Alquimia

Ontem à noite me aconteceu de receber por WhatsApp um vídeo poema, mas, face ao adiantado da hora, resolvi assisti-lo somente hoje, nas primeiras horas da manhã.

Dormi em paz como há muito não dormia; acho que um prenúncio do poema que não vi. Na voz de Ivan Lima, o Poema Preso, fez emergir majestosa a alquimia de sua autora, Viviane Mosé – que neste mundo tão real que a gente vive é apenas psicóloga, psicanalista, doutora em filosofia e poetisa.

A coincidência se deu porque fui dormir pensando nesta palavra: alquimia – e em especial nos alquimistas que moram nas páginas de Guimarães Rosa e Garcia Marques… A este ponto, receber o poema foi mesmo uma coincidência mística.

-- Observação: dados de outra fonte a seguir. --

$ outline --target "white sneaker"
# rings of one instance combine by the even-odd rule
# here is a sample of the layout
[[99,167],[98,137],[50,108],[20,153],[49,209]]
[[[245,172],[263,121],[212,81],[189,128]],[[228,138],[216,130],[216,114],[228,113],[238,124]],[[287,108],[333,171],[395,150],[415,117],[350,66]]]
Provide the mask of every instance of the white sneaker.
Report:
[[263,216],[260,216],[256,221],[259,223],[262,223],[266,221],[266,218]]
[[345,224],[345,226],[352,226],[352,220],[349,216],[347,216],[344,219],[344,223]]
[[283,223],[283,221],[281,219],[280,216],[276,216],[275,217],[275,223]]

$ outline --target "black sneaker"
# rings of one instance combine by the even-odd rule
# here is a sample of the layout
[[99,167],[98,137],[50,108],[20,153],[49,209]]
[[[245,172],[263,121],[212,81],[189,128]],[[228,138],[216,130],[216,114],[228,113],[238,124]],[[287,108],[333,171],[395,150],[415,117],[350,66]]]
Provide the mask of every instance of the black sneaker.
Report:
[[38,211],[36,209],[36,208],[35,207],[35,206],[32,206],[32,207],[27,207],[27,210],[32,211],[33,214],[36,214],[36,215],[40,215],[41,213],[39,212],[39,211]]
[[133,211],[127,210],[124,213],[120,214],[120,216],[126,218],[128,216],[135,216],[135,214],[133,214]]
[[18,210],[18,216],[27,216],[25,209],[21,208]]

Difícil escolher um trecho do poema, e se assim o fizesse sem achar que estava perdendo muito dele, seria porque teria decidido também despregar a voz do artista que o narrou da alquimia mesma do poema – e de sua autora e ter com ele uma experiência incompleta e injusta.

Por estes motivos, transcrevo abaixo o poema, na íntegra. Segue também o link para a narração sensível de Ivan Lima: https://youtu.be/kIGXSPIWe8Q

Ah, no sábado tem podcast no Spotify: Eu_Storyteller Estúdio.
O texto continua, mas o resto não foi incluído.